Good Feeling Gone

Submitted by L_ANSARI on Tue, 09/19/2006 - 6:52pm.

Day 49
September 18, 2006

I weighed myself this morning and my mood plummeted. I gained two pounds. Two! From where? I have followed the diet exactly. That alone put me in kind of a foul mood all day long. I worked out but concentrated on weight machines and then a good hour of fat burning on the treadmill. I really don’t understand and it totally deflated my ego. I’m stumbling a little in my confidence.

I tried to continue on with my day without thinking about it, but it kept popping up and souring my mood. I met a friend later to brainstorm some story ideas (we’re both writers) and told her about my defeat over a delicious meal of ice water and coffee. Yee-haw. As always she was the voice of reason. First of all she expressed shock and horror at the fact that I weigh myself every day. Her eyebrows flew up and she shook her head vigorously, “No, no you cannot weigh yourself everyday. Once a week. That’s it. Otherwise you’ll drive yourself crazy.”

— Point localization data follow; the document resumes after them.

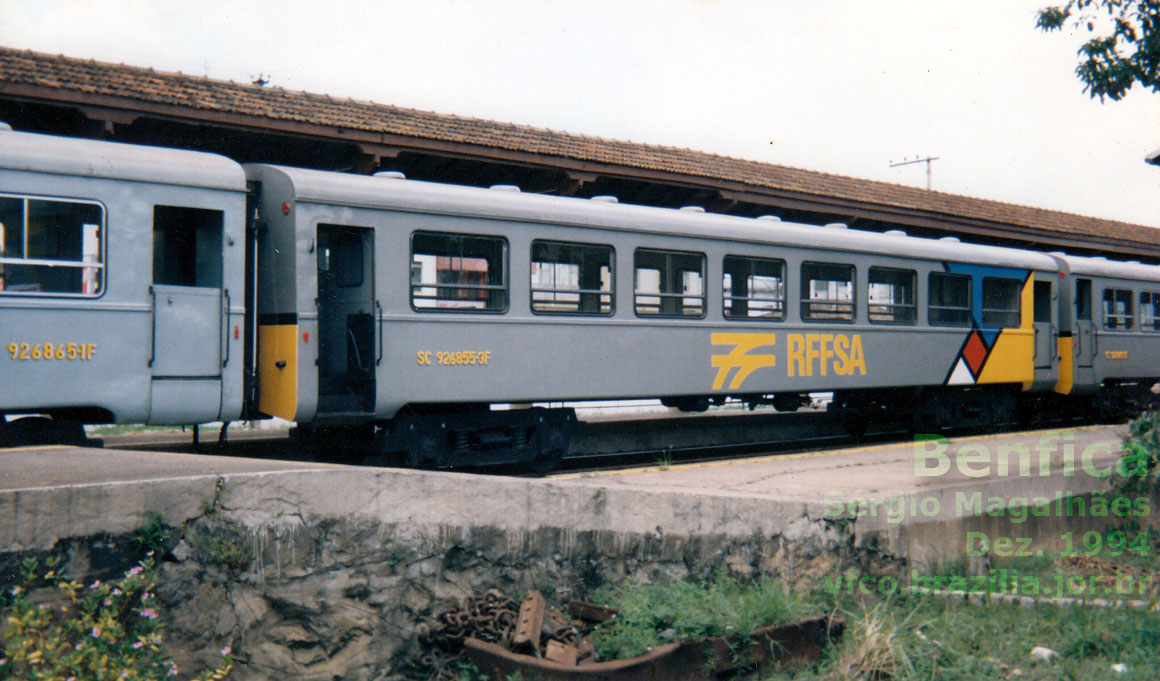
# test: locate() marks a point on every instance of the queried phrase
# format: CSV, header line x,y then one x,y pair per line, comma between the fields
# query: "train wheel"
x,y
546,462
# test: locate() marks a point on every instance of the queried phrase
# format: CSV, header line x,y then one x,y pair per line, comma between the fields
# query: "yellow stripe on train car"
x,y
277,370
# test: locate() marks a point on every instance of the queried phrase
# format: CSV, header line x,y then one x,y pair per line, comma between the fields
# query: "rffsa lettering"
x,y
821,354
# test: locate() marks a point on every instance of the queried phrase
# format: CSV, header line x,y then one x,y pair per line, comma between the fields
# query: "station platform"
x,y
916,499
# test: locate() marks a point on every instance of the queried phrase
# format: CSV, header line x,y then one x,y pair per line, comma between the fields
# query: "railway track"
x,y
603,446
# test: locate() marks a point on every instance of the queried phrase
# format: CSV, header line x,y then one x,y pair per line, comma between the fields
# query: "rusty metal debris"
x,y
541,643
698,659
493,617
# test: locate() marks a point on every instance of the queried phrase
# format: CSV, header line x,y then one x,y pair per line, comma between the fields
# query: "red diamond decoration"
x,y
974,352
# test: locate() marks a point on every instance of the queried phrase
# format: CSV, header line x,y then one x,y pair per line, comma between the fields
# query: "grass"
x,y
652,615
919,637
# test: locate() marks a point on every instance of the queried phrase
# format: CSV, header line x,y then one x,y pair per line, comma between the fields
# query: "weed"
x,y
151,537
227,551
100,631
651,615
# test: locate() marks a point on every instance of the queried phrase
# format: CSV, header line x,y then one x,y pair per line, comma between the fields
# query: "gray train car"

The crazy part is true. I have become way, way obsessive about this.
She added, “besides, you can go up and down a few pounds all the time. It’s common.”
I didn’t know this. It never occurred to me your weight could fluctuate within a few pounds day to day without me making any major eating changes. That calmed me down a bit. But I still am deeply resentful toward my body. I feel betrayed, like at least I should remain the same or something. But not go up. What have I done to GAIN weight?? Nothing, that’s what. But I need to summon all my willpower and look at this as a new eating regime for the long haul. Boy, was that hard to remember when Noah asked for nachos and I sat there feeling him one after another.

I have to admit though, focusing on an activity like meeting a writing group to discuss our own stories or works we are reading does help keep one’s mind off food and motivating on producing, creating and expressing. It did work for today. It is very late now, technically morning and I am going to put myself to sleep and try to wipe the slate clean for now. Tomorrow is a new day.